75 years ago today Pearl Harbor happened. It's been on my mind all day, although I'm just now putting pen to page. The shock of that morning has always brought me to tears, though I wasn't even born for another 41 years. I try to place myself into the shoes of people on that day, and I find myself shaken.
In a world already wrought with unrest, and America caught between two warring fronts of terrifying proportion and building terror. To be someone who was all too familiar with the horrors of war; after all just 23 years before the horrors of World War I had concluded, and many people were still scarred and maimed, spiritually, mentally, and physically, from that experience. Now the same power was raising its head in the East (and being terrifyingly successful); to the West, the atrocities and whispers of acts like the Rape of Nanking were creeping in. The Germans and the Japanese were knocking, and we were hoping to find a clear path without being frayed by warfare again so soon. The country was only just over 150 years old, and there had already been so much exhaustion.
Just crawling from beneath the wreckage of the dust bowl and the great depression, and now the storms on every horizon. Can you imagine the oppression on the hearts of the average American at that time? No wonder Americana was such a large cultural force: cling to each other, cling to our history, and think about baseball, movies, and dancing as much as possible. It was a terrifying time. And that was what it would have felt like on December 6, 1941.

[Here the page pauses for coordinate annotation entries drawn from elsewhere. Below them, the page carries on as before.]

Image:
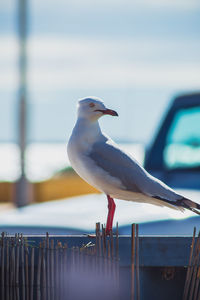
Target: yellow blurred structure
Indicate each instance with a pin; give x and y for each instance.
(62, 187)
(55, 188)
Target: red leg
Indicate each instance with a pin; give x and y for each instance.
(111, 212)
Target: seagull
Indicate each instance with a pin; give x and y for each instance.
(104, 165)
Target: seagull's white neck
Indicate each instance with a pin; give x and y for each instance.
(87, 131)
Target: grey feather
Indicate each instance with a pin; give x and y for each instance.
(133, 177)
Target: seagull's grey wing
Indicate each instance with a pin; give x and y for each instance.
(133, 177)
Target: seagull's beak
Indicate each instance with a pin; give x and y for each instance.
(108, 112)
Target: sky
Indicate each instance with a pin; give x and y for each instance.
(135, 55)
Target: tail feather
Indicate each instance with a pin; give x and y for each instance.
(189, 204)
(184, 203)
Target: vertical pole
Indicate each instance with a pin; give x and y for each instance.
(22, 197)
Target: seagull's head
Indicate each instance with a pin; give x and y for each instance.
(93, 108)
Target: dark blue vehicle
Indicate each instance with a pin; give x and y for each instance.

Now picture the morning of December 7. A shocking attack out of nowhere (to most citizens, though the signs were there for leadership in retrospect, but the pieces put together too slowly to prevent the attack). That morning it must have felt like a lightning bolt that struck right in the stomach....but you knew the bolt would come sometime. Maybe there was a feeling of sick inevitability, in a world so topsy-turvy and so recently cruel. We knew we'd get pulled in, but not like this, not NOW. A shock attack, cowardly and early in the morning on a Sunday, perfectly calculated to maximize the carnage of those simply trying to rest. Right before Christmas, on a beautiful Sunday morning, before church.
2,403 military men were killed that morning; many of them drowned in the hulls of the ships they slept on, in a force at peace. Men like people we know now, who surround us every day. People who had children, who wanted children. There must have been someone who died that loved reading too much, and his brothers teased him for having his nose in a book all the time. There must have been someone who died that took care of every stray animal who came his way. Another who wrote home to his little brothers and sisters every week, and sent them his pay, to help, since the farm still hadn't recovered. There must have been someone who hated to talk, but had a sweet smile if you caught it. They loved, they laughed, they hoped, and they dreamed. They knew they were in a world at war, and they would be pulled into it...but they didn't even get the chance. The horror of that morning resonates today just as strongly as it did then, because our clothes and styles change, but humans don't. They were the same as us.
And thus they were pulled into the war, and our country was pulled into the war, and our world was never the same. And we learned once again through tribulation who we were and what mattered, and did what we needed to do to make it as right as we could. The sleeping dragon was awoken, and didn't sleep again until after Jimmy Doolittle had his raid, and bombs were dropped, and millions of lives were irrevocably changed. But things were still better than they would have been if we had turned our cheek the other way.
So now, it is 75 years later. And to many it feels as though it's ancient history, and eventually it will be. But to me it feels like it could have happened yesterday, and every year I cry on this day in remembrance of those who were lost, and thank them for their sacrifice. Because the world is still made up of people, just as it was then, and that shock feels just as real now as it did to people then. We try to do the best we can, but sometimes someone decides they need to try to take it. And then we have to fight.